Bagai Ayam Sekarat Di Lumbung Sinyal

        Pos Tentara Nasional Indonesia Angkatan Laut di Pulau Mangkai, Kabupaten Kepulauan Anambas, Kepulauan Riau, hanya dijaga dengan tangan dan kaki. Alat komunikasi yang ada sebatas radio dan telepon seluler, itu pun jika hujan sulit berfungsi karena sinyal antara ada dan tiada. Jangankan kapal patroli, perahu pun mereka tak punya. Padahal, sarana komunikasi merupakan hal yang penting dalam operasi keamanan laut, apalagi di pulau terdepan Negara Kesatuan Republik Indonesia (NKRI), yang berbatasan langsung dengan Malaysia dan Laut China Selatan. Laut China Selatan adalah jalur pelayaran internasional tersibuk nomer dua di dunia. POS TNI AL terdekat di Letung, hanya bisa dijangkau dengan perahu bermesin selama satu jam. Sementara Pangkalan TNI AL Tarempa, Kecamatan Siantan, Kepulauan Anambas, dijangkau dalam enam jam kalau menggunakan perahu bermesin dan 1,5 jam dengan kapal cepat.
          Komandan Pos TNI AL Mangkai Letnan Dua R Onny mengatakan, ketiadaan alat komunikasi yang memadai membuat dia dan empat bawahannya mengandalkan nelayan. Mereka juga mengandalkan informasi dari nelayan untuk memantau aktivitas mencurigakan di laut.
          Onny mengatakan, dirinya berupaya untuk meningkatkan kemampuan Pos TNI AL. Baru-baru ini bangunan pos direnovasi . “Sekarang tidak perlu khawatir kalau badai. Bangunan, dermaga, dan menara pantau sudah dari beton, “ujarnya.
          Prajurit di Pos TNI AL Mangkai menandai tiga titik tempat sinyal ponsel paling kuat diterima.  Lokasi itu berada di ujung dermaga, menara pantau, dan pagar. Di pagar dibuat kotak untuk menaruh ponsel.  Sinyal terkuat hanya bisa untuk telepon dan mengirimkan layanan pesan singkat (SMS). Tidak ada layanan data.  “Kalau mau mengakses internet, harus ke Letung Di sini cuma bisa telepon atau SMS,”ujat Prajurit Satu Daniel, anggota Pos TNI AL Mangkai.

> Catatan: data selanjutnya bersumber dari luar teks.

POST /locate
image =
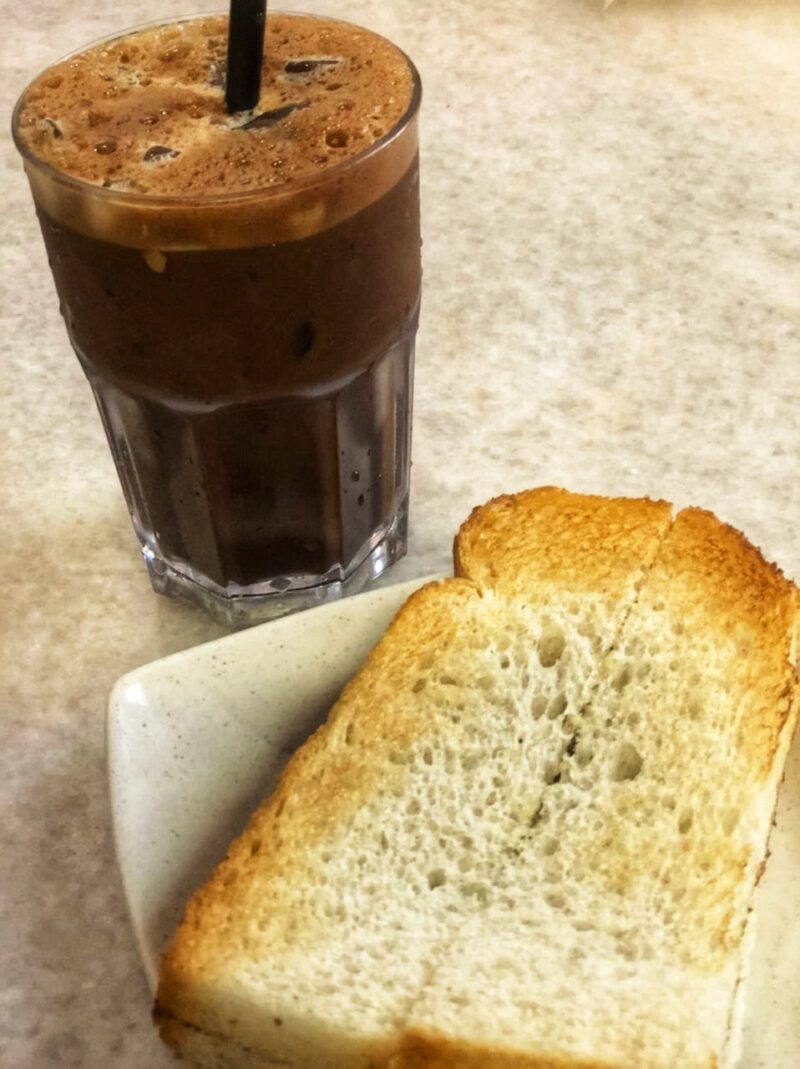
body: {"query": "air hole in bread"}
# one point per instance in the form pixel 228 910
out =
pixel 627 763
pixel 584 754
pixel 552 774
pixel 476 891
pixel 693 709
pixel 538 706
pixel 556 707
pixel 621 679
pixel 436 878
pixel 551 647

         Sehari-hari, ponsel ditaruh dalam kotak di pagar. Jika ada panggilan, pemiliknya akan mengambil ponsel, lalu berlari ke menara atau dermaga. Bagi Onny dan empat orang lain di pos itu, setiap kali menerima telepon, berarti harus berlari 300 meter dari kotak ke lokasi terbaik penerimaan sinyal di ujung dermag. “ Paling sial kalau sudah berlari, teleponnya putus. Sinyal hilang kalau habis hujan, hampir pasti tak ada sinyal,”kata  Daniel sembari tergelak.
         Kepala Dinas Komunikasi dan Informatika Kepulauan Anambas Jeprizal mengatakan, keterbatasan sinyal ponsel menyulitkan warga ikut menjaga keamanan wilayah perbatasan. Kerap warga melihat nelayan asing mencuri ikan di perairan Anambas. Namun, mereka tak bisa segera melapor karena sedang melaut, yang membutuhkan sedikitnya1,5 jam mencapai perairan yang terjangkau sinyal ponsel atau dua jam ke daratan.

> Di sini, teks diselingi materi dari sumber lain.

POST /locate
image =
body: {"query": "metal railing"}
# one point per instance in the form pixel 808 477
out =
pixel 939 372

         Masalah pertahanan hanya satu dari berbagai persoalan yang timbul karena buruknya infrastruktur komunikasi. Keterbatasan akses internet juga menjadikan pelajar Anambas tidak pernah mengikuti ujian nasional berbasis komputer seperti pelajar lain di jawa. Jeprizal mengatakan, hal ini sudah disampaikan kepada operator seluler, seperti Telkomsel, tetapi belum ada tindak lanjut.